House Democrats today dropped a proposal to permanently extend a beer tax that’s due to expire this summer.
They also killed proposals to eliminate a tax break for stevedoring, impose a sale tax on janitorial services and eliminate a tax exemption for insurance agents. Combined, the proposals would have raised around $165 million in additional tax revenue.
The beer tax, worth nearly $60 million over the next two years, was the biggest proposal eliminated as Legislators work their way through budget negotiations in the final week of the regular session.
The proposal would have extended the current tax on beer, but reduce it from 50 cents to 25 cents per gallon for mass market beer and charge microbreweries a rate of 15 cents per gallon.

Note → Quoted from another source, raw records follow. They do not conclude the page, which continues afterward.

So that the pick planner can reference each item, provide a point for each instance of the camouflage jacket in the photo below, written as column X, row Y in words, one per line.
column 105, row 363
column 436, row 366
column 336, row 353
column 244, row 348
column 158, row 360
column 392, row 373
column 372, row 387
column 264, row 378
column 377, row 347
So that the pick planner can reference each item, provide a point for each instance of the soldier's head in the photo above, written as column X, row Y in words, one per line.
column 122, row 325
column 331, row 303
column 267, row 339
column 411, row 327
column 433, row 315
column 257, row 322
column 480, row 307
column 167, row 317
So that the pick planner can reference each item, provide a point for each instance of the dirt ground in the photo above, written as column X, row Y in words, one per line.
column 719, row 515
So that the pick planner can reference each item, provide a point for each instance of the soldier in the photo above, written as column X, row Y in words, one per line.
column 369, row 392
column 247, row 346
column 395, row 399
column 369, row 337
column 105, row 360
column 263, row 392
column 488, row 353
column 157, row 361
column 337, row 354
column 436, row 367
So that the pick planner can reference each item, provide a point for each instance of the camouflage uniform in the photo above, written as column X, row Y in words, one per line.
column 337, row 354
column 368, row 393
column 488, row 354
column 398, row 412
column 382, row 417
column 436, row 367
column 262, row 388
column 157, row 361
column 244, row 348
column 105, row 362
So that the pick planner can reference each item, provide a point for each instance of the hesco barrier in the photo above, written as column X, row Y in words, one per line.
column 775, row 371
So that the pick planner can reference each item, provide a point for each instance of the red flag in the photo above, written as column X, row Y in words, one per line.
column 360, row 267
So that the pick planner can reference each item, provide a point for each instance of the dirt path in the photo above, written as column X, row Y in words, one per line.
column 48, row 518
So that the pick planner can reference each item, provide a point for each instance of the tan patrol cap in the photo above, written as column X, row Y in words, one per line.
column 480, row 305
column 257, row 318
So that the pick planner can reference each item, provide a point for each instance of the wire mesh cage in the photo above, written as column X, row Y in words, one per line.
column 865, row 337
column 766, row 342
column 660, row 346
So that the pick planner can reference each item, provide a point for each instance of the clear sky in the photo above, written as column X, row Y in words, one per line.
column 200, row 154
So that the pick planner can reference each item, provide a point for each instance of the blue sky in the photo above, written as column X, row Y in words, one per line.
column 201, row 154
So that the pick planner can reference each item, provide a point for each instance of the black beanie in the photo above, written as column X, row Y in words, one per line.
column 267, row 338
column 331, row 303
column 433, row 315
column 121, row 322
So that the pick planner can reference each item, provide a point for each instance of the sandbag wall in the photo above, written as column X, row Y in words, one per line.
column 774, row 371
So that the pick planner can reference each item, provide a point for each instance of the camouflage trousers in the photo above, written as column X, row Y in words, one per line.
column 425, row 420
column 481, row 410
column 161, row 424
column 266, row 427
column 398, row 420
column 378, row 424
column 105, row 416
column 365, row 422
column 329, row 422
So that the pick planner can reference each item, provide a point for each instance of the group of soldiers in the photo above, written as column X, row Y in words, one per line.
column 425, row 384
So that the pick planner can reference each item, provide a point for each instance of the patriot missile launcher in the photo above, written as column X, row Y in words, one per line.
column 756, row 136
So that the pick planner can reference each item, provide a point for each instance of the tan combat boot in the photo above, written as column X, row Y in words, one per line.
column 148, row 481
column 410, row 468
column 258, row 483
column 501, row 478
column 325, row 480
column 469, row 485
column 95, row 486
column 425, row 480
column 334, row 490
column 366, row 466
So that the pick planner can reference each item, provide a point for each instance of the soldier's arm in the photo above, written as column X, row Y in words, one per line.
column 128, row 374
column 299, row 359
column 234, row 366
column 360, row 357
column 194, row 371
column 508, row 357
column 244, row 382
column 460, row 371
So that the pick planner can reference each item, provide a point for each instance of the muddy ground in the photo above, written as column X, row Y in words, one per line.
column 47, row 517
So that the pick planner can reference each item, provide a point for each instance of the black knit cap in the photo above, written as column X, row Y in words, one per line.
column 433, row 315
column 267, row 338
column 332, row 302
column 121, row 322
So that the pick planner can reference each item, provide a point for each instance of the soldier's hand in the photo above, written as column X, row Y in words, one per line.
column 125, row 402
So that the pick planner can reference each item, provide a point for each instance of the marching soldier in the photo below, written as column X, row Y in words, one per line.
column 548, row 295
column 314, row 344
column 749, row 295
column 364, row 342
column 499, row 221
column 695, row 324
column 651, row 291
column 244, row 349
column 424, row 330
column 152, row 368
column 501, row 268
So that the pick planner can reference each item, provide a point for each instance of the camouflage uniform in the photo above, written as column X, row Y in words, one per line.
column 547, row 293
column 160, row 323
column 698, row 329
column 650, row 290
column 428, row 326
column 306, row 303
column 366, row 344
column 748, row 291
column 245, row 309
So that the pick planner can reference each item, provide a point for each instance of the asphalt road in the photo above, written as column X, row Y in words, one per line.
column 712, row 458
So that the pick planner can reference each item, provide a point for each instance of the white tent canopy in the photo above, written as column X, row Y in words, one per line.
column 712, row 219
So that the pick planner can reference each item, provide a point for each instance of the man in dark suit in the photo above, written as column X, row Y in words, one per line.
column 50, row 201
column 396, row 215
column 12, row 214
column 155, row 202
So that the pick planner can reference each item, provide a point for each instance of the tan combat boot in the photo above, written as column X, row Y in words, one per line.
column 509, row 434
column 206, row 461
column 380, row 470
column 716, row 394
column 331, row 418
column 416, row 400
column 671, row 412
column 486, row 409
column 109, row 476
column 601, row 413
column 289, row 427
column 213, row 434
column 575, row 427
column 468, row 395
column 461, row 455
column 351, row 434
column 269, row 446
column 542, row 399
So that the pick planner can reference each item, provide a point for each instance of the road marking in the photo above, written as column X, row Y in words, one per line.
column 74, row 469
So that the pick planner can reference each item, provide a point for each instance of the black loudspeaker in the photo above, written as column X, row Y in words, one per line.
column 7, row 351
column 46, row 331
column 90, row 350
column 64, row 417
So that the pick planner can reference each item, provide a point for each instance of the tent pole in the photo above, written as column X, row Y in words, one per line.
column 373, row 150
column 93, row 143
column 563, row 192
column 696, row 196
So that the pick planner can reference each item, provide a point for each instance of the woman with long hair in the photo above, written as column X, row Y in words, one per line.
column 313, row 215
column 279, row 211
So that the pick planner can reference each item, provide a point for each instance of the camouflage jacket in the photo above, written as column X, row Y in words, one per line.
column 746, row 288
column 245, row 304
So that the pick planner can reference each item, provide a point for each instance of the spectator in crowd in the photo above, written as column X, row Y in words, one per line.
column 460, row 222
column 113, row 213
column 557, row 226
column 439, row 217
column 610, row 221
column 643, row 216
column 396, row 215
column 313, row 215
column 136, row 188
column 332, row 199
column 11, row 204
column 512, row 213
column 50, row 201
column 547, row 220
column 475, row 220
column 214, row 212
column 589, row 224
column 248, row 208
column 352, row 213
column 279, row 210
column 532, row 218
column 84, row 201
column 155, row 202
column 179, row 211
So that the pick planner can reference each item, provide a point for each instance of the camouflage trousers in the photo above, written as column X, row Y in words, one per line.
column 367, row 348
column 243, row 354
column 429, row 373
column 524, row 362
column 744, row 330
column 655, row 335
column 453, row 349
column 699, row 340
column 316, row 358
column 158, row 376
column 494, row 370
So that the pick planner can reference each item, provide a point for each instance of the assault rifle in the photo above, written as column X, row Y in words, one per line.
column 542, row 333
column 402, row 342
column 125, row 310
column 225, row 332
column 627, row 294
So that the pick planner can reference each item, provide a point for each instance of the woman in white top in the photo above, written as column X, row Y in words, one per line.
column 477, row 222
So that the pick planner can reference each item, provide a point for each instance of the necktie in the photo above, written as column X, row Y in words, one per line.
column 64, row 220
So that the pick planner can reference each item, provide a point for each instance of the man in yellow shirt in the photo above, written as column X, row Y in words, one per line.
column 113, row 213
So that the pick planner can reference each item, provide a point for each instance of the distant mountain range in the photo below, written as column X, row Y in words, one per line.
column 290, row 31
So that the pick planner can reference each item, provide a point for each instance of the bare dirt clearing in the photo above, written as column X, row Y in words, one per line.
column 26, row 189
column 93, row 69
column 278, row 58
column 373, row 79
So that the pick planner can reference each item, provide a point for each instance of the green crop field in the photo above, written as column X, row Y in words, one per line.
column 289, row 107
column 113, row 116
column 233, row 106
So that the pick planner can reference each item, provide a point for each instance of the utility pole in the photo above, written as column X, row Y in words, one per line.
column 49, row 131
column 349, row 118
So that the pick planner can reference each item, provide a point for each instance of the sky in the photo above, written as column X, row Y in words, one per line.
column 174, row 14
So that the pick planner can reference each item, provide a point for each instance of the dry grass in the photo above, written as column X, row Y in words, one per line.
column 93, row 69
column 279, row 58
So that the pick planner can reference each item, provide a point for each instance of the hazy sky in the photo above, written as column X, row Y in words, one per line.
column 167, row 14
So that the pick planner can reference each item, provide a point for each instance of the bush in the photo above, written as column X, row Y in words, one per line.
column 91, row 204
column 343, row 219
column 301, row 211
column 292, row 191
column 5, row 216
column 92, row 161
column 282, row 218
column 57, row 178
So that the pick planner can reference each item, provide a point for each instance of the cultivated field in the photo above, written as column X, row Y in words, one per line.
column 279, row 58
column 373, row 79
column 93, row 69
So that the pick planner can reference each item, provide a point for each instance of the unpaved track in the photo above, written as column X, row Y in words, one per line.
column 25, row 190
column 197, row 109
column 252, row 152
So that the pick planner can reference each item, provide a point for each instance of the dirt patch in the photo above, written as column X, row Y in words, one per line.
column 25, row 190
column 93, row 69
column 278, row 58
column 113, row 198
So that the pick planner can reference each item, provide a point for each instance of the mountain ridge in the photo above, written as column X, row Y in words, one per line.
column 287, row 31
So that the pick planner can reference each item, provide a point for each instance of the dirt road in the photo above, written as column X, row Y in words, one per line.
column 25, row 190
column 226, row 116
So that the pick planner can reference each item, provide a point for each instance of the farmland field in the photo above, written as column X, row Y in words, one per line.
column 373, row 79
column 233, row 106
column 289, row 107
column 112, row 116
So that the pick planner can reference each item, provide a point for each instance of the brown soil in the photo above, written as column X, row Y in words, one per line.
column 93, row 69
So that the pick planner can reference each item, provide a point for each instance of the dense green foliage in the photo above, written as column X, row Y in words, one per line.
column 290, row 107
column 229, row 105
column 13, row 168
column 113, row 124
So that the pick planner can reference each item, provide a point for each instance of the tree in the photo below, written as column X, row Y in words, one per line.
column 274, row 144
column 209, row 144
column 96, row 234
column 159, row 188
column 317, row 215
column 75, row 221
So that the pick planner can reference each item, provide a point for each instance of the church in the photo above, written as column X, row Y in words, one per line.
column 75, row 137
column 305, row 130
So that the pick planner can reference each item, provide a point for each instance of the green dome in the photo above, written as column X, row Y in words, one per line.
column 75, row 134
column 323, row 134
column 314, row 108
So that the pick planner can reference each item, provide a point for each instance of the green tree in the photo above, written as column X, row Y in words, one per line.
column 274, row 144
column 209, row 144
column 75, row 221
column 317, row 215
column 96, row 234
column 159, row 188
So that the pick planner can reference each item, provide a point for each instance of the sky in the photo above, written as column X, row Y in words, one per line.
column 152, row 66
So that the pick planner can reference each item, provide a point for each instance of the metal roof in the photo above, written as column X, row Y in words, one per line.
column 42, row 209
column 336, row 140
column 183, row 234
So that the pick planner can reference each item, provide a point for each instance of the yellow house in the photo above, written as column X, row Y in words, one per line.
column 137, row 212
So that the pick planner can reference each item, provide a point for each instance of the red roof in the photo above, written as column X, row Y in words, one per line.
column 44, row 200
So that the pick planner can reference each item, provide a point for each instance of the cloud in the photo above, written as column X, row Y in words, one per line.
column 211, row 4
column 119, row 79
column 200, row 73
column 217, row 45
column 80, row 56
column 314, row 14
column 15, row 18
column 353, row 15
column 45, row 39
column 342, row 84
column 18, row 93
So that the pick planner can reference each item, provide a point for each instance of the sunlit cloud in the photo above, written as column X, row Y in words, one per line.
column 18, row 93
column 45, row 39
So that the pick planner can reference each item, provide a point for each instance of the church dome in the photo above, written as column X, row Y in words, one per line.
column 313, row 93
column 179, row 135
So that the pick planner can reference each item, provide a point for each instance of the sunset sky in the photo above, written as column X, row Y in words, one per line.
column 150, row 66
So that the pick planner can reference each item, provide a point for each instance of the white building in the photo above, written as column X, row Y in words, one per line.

House Finance Committee Chairman Reuven Carlyle, D-Seattle, said it was dropped because the beer lobby proved particularly effective in swaying legislators. “Just the viability of the large commercial scale beer companies to fund an initiative” to challenge the tax, he said, adding that “$10 million to them is a walk in the park.”
Dropping the beer tax and others proposals should help ease passage of a tax package through the House, Carlyle said. Although the GOP-led majority in the Senate has argued no new tax revenue is needed.
With the reductions, Democrats are proposing $899 million in new revenue. The taxes were passed out of the Finance Committee on Tuesday.
Roughly $365 million would coming from the repeal or reduction of tax breaks. The rest would be generated by a proposal to permanently extend a 0.3 percentage point increase in the business-and-occupation tax rate paid by doctors, lawyers, accountants and others. The tax rate would increase from 1.5 percent to 1.8 percent of gross revenue, under the proposal.